The IBM Streams Kafka Toolkit is designed to get you connected to your messaging servers as quickly as possible. Kafka is an ideal messaging server for stream computing. This guide will get you sending and receiving messages in no time, and will highlight some of the best practices. We will also cover how to get the Kafka operators running in a consistent region.

Skill Level

Readers of this guide are expected to have a basic understanding of Kafka and IBM Streams terminology. To get up to speed on Kafka basics, run through their great Quick Start guide.

If you are new to Streams, follow the Quick Start for an overview.

Requirements

Prior to using Kafka operators, the following software must be installed and configured:

  • IBM Streams - A Quick Start Edition is available for free. This guide assumes that you have a Streams domain and instance up and running.

  • Kafka Toolkit - You can download it from the IBM Streams GitHub Kafka Toolkit Repository Release Page.

  • Kafka Brokers - This guide assumes you are using Kafka 0.11 or above. To quickly get a Kafka server up and running, follow these directions.

Information to Collect

Once you have your Kafka server (or servers) set up, you will need their hostnames and listener ports. You can find them in your configuration file for each server (default is <Kafka-Install>/config/server.properties):

# The port the socket server listens on
port=9092

# Hostname the broker will bind to. If not set, the server will bind to all interfaces
host.name=myhost.mycompany.com

Steps - Send and Receive Messages

  1. Configure the SPL compiler to find the Kafka toolkit directory. Use one of the following methods.
    • Set the STREAMS_SPLPATH environment variable to the root directory of the toolkit (with : as a separator)

      export STREAMS_SPLPATH=\<kafka-toolkit-location\>/com.ibm.streamsx.kafka:$STREAMS_SPLPATH

    • Specify the -t or –spl-path command parameter when you run the sc command.

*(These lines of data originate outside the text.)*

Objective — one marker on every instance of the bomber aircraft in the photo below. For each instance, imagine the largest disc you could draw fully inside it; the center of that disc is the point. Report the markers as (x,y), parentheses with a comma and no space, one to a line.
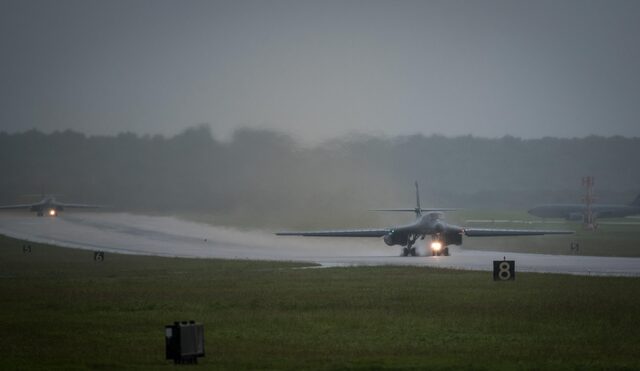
(49,206)
(579,211)
(431,223)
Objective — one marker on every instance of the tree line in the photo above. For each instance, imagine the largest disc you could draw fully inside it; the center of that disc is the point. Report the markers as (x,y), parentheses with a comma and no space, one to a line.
(267,175)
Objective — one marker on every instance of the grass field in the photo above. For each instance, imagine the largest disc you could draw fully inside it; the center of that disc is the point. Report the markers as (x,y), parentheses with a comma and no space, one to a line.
(62,310)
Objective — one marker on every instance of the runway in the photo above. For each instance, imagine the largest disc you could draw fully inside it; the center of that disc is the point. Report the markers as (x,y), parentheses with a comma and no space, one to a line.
(168,236)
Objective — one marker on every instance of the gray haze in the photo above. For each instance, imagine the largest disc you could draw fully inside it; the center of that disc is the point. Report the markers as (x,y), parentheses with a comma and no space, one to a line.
(322,69)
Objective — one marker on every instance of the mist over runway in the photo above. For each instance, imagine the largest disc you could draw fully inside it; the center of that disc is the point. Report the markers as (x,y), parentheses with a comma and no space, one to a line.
(172,237)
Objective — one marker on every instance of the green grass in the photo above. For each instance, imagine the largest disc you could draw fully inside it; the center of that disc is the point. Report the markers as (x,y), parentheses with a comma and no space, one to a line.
(62,310)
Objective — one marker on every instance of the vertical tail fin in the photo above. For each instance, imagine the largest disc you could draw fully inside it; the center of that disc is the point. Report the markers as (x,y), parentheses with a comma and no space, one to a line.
(636,202)
(418,208)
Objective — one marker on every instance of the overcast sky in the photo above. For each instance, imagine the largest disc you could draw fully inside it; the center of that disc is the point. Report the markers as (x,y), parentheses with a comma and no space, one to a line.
(320,69)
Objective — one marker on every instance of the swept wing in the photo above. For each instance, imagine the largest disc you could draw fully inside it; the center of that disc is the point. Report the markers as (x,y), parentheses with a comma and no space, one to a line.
(21,206)
(339,233)
(489,232)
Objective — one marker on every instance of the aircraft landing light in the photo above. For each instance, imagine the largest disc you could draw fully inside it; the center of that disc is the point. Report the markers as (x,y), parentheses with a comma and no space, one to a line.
(436,246)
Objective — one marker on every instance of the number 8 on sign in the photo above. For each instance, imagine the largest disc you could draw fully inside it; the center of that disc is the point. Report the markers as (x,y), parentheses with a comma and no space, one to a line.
(504,270)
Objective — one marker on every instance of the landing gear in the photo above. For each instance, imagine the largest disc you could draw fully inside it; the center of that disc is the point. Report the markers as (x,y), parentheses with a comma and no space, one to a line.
(410,250)
(443,252)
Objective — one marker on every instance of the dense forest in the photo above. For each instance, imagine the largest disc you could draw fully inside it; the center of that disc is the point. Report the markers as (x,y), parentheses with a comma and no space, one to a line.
(268,175)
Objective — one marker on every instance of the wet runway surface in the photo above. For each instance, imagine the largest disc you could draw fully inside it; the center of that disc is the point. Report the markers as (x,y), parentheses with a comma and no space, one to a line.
(168,236)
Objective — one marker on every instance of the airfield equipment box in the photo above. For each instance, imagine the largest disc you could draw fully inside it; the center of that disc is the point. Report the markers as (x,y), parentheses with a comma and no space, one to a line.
(184,342)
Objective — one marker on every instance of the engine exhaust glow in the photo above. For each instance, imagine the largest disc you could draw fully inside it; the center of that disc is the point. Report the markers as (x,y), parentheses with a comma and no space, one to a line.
(436,246)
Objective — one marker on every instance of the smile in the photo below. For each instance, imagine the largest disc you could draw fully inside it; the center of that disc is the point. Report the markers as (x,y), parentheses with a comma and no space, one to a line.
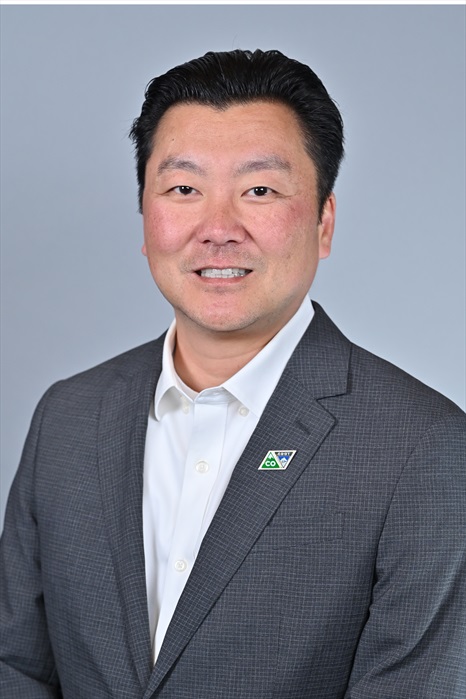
(227,273)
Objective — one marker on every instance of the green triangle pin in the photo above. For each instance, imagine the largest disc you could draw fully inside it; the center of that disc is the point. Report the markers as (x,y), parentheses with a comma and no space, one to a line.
(277,460)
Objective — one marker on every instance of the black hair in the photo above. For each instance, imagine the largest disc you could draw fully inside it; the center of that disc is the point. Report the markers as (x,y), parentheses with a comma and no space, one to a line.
(220,79)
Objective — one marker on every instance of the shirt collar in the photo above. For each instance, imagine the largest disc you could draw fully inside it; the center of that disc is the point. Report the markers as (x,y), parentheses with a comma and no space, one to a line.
(252,385)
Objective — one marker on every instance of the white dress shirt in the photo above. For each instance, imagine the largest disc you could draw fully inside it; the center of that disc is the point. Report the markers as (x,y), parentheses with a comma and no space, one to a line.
(193,443)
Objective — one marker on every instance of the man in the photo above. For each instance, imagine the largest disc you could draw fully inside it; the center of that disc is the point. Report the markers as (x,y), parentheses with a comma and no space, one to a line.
(250,506)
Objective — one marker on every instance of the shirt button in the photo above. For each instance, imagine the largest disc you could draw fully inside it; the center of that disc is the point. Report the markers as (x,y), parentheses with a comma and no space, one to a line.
(202,467)
(180,565)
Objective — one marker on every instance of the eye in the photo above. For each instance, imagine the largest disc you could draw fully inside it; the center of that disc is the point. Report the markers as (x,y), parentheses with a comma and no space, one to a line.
(260,191)
(183,189)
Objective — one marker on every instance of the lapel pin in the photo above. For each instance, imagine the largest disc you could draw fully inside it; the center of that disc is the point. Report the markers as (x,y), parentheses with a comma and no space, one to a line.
(277,460)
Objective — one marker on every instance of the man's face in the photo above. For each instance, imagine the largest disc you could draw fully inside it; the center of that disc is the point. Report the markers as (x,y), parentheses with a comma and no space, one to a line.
(231,221)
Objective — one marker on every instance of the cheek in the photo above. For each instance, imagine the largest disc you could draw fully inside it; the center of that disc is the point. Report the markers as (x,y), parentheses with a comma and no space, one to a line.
(290,231)
(164,232)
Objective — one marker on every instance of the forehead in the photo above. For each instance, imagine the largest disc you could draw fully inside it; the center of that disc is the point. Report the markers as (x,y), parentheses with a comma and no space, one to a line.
(240,130)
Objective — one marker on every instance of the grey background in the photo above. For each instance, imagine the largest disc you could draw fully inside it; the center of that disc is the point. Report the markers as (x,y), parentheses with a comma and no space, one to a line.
(75,287)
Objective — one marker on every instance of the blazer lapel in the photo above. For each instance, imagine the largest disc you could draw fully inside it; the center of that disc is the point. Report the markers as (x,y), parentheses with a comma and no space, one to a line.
(293,419)
(122,433)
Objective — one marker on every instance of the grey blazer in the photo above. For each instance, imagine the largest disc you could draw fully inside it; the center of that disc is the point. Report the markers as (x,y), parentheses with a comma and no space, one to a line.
(342,576)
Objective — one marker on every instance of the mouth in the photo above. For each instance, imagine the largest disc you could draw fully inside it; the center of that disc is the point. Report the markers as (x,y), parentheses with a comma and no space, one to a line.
(227,273)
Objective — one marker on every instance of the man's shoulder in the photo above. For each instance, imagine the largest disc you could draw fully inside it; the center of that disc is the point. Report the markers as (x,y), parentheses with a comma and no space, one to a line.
(379,385)
(142,360)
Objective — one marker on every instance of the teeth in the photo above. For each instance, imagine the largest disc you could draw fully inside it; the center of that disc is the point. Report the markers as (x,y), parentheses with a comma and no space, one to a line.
(224,273)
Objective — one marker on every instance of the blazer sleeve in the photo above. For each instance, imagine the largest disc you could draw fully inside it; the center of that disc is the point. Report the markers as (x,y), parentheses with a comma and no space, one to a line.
(27,667)
(414,641)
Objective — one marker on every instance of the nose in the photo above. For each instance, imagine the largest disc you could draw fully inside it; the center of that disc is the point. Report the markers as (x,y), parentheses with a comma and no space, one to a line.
(220,223)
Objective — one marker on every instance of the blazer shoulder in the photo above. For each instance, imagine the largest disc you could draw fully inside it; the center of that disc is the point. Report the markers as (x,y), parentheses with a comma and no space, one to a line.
(384,383)
(374,384)
(142,360)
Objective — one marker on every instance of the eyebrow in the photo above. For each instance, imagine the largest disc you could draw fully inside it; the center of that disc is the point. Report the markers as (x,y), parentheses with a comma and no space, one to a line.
(269,162)
(173,163)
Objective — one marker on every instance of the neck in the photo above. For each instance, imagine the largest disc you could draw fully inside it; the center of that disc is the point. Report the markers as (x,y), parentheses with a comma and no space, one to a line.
(203,360)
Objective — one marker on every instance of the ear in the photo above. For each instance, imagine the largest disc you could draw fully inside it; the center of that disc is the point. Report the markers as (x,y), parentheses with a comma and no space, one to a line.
(326,227)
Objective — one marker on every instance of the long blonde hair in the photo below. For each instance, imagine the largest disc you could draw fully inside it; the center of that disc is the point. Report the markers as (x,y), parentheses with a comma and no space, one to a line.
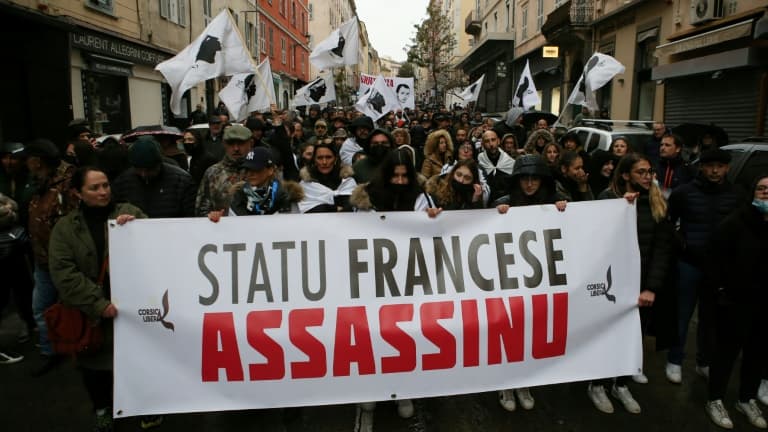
(619,185)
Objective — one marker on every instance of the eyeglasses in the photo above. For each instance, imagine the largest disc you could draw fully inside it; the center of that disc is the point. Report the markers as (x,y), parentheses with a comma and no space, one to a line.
(644,172)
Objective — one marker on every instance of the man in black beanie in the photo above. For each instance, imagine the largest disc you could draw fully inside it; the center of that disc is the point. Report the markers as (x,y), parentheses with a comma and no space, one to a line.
(160,189)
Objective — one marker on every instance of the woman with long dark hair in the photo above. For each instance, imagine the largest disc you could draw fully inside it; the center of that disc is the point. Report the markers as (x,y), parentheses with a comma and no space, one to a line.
(79,265)
(633,180)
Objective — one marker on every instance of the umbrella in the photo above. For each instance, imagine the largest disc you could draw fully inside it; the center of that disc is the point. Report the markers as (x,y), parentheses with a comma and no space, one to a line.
(531,117)
(154,130)
(692,133)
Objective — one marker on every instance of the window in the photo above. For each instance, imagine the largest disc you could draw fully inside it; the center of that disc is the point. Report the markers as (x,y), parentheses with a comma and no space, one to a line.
(207,12)
(524,24)
(263,37)
(540,16)
(106,6)
(175,11)
(271,43)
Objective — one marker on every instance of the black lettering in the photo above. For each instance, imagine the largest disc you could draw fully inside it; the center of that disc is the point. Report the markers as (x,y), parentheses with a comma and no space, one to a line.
(474,270)
(504,260)
(535,279)
(553,256)
(207,301)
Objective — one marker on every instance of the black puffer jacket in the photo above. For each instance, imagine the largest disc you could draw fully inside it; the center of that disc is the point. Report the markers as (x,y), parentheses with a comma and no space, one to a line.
(655,241)
(169,195)
(700,206)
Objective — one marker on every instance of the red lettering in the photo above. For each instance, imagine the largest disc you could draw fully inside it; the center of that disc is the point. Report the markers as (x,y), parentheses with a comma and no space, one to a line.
(220,326)
(298,321)
(471,327)
(542,348)
(389,316)
(256,323)
(352,342)
(505,330)
(445,358)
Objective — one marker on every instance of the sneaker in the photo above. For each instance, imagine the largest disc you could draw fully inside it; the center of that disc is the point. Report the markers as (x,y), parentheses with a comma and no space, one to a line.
(404,408)
(702,371)
(525,398)
(674,373)
(718,414)
(622,393)
(599,398)
(507,400)
(10,357)
(148,422)
(103,421)
(640,378)
(753,413)
(762,392)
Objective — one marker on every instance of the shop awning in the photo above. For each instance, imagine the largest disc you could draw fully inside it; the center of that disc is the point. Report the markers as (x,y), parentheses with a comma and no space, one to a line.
(714,37)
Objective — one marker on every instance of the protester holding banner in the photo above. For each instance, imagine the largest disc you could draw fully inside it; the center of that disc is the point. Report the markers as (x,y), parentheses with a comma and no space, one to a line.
(735,288)
(437,152)
(327,183)
(633,179)
(78,250)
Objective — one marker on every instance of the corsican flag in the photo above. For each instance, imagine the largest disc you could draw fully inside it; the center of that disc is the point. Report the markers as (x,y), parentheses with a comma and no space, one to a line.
(378,100)
(218,51)
(322,89)
(339,49)
(526,95)
(249,92)
(600,69)
(472,92)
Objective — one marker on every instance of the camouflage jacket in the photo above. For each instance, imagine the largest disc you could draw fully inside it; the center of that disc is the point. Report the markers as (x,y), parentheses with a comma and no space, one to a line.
(216,191)
(50,201)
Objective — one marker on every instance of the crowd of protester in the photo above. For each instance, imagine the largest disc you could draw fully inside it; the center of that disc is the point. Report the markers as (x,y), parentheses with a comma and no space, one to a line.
(702,240)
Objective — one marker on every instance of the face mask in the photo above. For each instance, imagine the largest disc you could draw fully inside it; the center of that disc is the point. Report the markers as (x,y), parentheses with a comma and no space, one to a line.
(762,205)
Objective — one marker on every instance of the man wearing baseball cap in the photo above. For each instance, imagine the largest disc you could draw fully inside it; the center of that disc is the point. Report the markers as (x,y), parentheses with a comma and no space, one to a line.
(215,191)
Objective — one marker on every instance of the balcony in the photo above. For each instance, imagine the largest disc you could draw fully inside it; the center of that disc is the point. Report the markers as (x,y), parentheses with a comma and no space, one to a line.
(473,25)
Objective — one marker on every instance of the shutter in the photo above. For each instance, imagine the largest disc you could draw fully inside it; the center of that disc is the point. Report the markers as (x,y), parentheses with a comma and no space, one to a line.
(730,101)
(164,7)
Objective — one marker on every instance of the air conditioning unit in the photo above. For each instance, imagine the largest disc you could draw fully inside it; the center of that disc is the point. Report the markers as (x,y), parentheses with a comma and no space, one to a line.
(705,10)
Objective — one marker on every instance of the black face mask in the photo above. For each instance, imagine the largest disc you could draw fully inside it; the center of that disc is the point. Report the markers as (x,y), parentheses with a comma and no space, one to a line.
(378,153)
(461,188)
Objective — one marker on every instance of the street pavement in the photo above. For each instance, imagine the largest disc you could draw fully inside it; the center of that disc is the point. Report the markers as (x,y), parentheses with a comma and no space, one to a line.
(57,401)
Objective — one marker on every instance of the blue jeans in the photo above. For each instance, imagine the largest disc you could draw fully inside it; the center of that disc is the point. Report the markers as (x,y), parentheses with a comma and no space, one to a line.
(689,281)
(43,296)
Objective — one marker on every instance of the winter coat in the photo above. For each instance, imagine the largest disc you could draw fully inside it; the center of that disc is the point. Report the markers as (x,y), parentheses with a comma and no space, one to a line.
(734,272)
(50,202)
(75,269)
(322,198)
(215,191)
(286,198)
(170,194)
(700,206)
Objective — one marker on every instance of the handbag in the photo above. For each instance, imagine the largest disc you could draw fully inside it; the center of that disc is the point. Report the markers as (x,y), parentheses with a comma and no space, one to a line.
(69,329)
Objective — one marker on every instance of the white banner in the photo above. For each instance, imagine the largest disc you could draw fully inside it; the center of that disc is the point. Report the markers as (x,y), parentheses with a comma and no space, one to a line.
(282,311)
(403,88)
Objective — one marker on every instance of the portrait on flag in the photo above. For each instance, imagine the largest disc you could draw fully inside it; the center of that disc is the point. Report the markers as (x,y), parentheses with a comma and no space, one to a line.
(218,51)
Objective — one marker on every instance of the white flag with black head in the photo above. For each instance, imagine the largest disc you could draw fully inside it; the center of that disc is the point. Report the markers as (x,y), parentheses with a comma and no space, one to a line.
(339,49)
(378,100)
(599,70)
(218,51)
(321,89)
(472,92)
(525,94)
(249,92)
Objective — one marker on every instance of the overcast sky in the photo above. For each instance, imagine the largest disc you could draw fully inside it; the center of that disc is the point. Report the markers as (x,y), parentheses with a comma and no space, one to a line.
(390,24)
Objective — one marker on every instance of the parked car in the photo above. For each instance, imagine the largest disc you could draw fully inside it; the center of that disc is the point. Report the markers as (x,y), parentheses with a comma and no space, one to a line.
(749,159)
(599,134)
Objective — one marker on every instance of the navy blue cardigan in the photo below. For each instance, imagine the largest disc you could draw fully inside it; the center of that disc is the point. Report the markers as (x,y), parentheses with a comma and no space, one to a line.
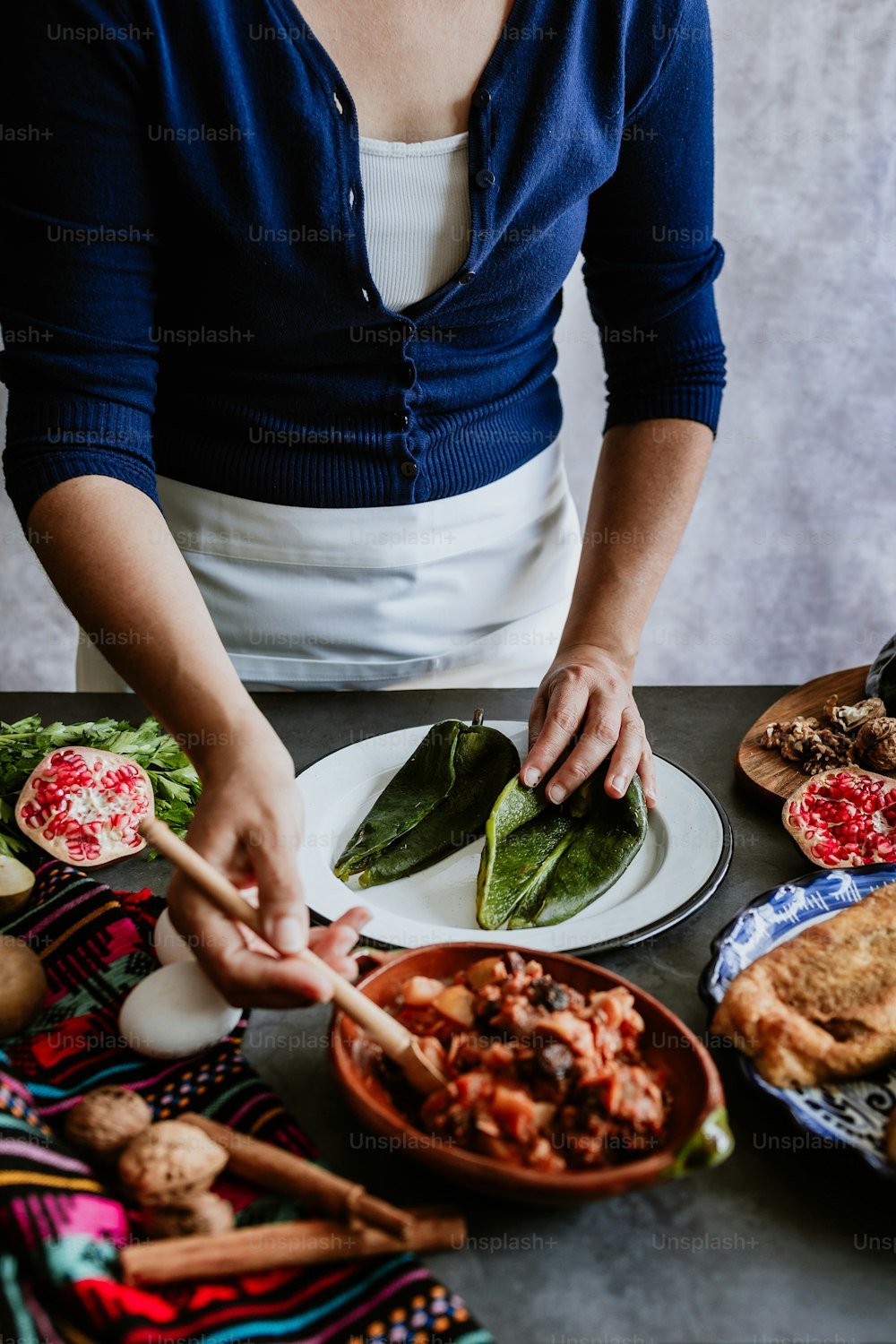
(185,285)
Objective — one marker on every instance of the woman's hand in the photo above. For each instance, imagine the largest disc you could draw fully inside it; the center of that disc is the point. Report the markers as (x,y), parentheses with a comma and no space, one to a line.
(586,691)
(247,824)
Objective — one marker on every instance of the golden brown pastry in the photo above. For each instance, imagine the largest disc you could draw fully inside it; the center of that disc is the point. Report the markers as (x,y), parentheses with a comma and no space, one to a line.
(821,1005)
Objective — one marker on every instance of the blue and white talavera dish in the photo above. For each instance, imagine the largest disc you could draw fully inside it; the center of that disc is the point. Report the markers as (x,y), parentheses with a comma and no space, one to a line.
(847,1115)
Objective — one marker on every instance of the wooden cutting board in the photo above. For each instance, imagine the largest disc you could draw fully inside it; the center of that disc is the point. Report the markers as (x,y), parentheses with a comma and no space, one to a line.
(766,774)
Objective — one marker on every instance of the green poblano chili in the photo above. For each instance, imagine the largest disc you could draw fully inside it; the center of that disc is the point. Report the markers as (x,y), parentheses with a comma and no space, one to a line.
(437,803)
(544,863)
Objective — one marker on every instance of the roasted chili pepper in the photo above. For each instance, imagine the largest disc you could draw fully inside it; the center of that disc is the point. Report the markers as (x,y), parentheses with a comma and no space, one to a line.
(543,863)
(437,803)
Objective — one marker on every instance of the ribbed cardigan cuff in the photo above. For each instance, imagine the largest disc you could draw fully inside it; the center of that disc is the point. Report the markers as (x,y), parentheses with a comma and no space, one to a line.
(699,402)
(53,441)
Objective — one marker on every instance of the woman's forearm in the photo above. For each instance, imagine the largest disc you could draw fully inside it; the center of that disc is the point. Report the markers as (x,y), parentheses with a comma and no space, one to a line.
(117,567)
(643,491)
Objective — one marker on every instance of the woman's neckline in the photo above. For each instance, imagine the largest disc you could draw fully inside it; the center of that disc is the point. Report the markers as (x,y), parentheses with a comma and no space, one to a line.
(405,148)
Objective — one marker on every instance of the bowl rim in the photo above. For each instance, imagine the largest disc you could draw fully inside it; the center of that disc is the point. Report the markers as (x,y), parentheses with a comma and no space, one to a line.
(665,1161)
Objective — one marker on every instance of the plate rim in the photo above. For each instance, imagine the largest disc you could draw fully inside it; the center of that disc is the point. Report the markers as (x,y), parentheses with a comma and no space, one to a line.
(673,917)
(778,1096)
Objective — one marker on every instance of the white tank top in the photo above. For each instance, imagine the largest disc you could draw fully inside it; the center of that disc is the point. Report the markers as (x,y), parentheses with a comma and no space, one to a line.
(417,214)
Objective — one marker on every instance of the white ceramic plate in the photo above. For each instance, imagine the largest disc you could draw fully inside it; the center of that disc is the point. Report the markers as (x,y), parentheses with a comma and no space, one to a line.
(681,863)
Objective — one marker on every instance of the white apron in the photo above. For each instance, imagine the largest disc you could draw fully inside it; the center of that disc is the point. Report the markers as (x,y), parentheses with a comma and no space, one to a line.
(462,591)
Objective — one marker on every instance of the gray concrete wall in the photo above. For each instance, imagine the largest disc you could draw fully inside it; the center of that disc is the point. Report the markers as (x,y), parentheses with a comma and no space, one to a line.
(786,570)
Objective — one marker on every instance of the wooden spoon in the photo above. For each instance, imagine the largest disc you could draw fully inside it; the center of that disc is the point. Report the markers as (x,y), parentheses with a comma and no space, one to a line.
(394,1039)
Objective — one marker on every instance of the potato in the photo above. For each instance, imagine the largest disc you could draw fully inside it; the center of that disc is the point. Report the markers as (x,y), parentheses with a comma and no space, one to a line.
(24,986)
(455,1003)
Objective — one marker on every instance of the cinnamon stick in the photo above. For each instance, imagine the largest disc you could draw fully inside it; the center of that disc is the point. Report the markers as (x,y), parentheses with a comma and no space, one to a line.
(249,1250)
(292,1175)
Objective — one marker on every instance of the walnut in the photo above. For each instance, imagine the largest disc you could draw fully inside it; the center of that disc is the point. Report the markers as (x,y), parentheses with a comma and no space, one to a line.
(876,744)
(807,745)
(108,1118)
(850,717)
(169,1163)
(797,736)
(203,1215)
(825,750)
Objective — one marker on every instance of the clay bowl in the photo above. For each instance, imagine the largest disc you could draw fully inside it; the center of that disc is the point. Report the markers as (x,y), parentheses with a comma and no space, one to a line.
(697,1132)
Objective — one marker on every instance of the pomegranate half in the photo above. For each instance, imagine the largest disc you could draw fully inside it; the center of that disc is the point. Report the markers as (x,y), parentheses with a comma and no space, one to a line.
(83,806)
(844,817)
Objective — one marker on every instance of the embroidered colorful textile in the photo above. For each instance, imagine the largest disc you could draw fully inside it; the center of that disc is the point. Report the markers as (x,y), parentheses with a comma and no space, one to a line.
(61,1226)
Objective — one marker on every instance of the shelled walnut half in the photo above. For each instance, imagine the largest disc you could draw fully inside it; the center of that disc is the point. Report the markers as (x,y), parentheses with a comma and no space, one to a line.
(850,717)
(807,745)
(876,744)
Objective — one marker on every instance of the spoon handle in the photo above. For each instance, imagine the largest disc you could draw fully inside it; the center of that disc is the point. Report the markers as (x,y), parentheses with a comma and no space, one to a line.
(379,1026)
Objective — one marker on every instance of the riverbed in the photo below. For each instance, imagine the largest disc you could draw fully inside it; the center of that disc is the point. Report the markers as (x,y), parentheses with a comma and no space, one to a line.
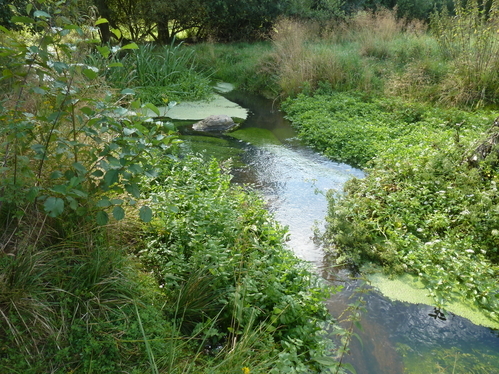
(396,337)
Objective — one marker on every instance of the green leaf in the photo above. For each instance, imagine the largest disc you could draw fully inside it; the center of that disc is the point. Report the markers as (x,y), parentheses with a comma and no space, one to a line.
(90,74)
(41,14)
(111,177)
(153,108)
(39,90)
(130,46)
(118,213)
(79,168)
(116,33)
(100,21)
(56,175)
(87,110)
(54,206)
(145,213)
(103,203)
(133,189)
(102,218)
(73,204)
(127,91)
(22,19)
(104,51)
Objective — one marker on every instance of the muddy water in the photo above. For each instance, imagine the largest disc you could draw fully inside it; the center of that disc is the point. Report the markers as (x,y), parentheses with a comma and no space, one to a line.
(395,337)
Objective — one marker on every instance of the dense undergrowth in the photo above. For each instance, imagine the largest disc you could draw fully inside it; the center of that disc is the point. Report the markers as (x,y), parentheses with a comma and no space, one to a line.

      sc -t \<kafka-toolkit-location\>/com.ibm.streamsx.kafka -M MyMain

    • If Streams Studio is used to compile and run SPL application, add Kafka toolkit to toolkit locations in Streams Explorer by following these directions.

    • If you develop your applications with the IBM Streams extension for Visual Studio Code, follow this guide.

  2. Create an SPL application and add a toolkit dependency on the Kafka toolkit in your application. You can do this by editing the application dependency in Streams Studio, or by creating/editing the info.xml for the application and adding the dependency directly (you can also just start with the KafkaSample to skip this and the following step).

    Sample info.xml from the KafkaSample:

    <?xml version="1.0" encoding="UTF-8"?>
    <info:toolkitInfoModel xmlns:common="http://www.ibm.com/xmlns/prod/streams/spl/common" xmlns:info="http://www.ibm.com/xmlns/prod/streams/spl/toolkitInfo">
      <info:identity>
     <info:name>KafkaSample</info:name>
     <info:description>Sample application showing a Streams Kafka Producer and Consumer</info:description>
     <info:version>1.0.0</info:version>
     <info:requiredProductVersion>4.0.0.0</info:requiredProductVersion>
      </info:identity>
      <info:dependencies>
         <info:toolkit>
           <common:name>com.ibm.streamsx.kafka</common:name>
           <common:version>[3.0.0,6.0.0)</common:version>
         </info:toolkit>
      </info:dependencies>
    </info:toolkitInfoModel>
    
  3. Add the Kafka operator use directives to your application. If Streams Studio is used, this directive is automatically added when dragging and dropping a Kafka operator onto SPL application in the graphical editor (if you start with a sample from the Kafka toolkit, this step is already done for you).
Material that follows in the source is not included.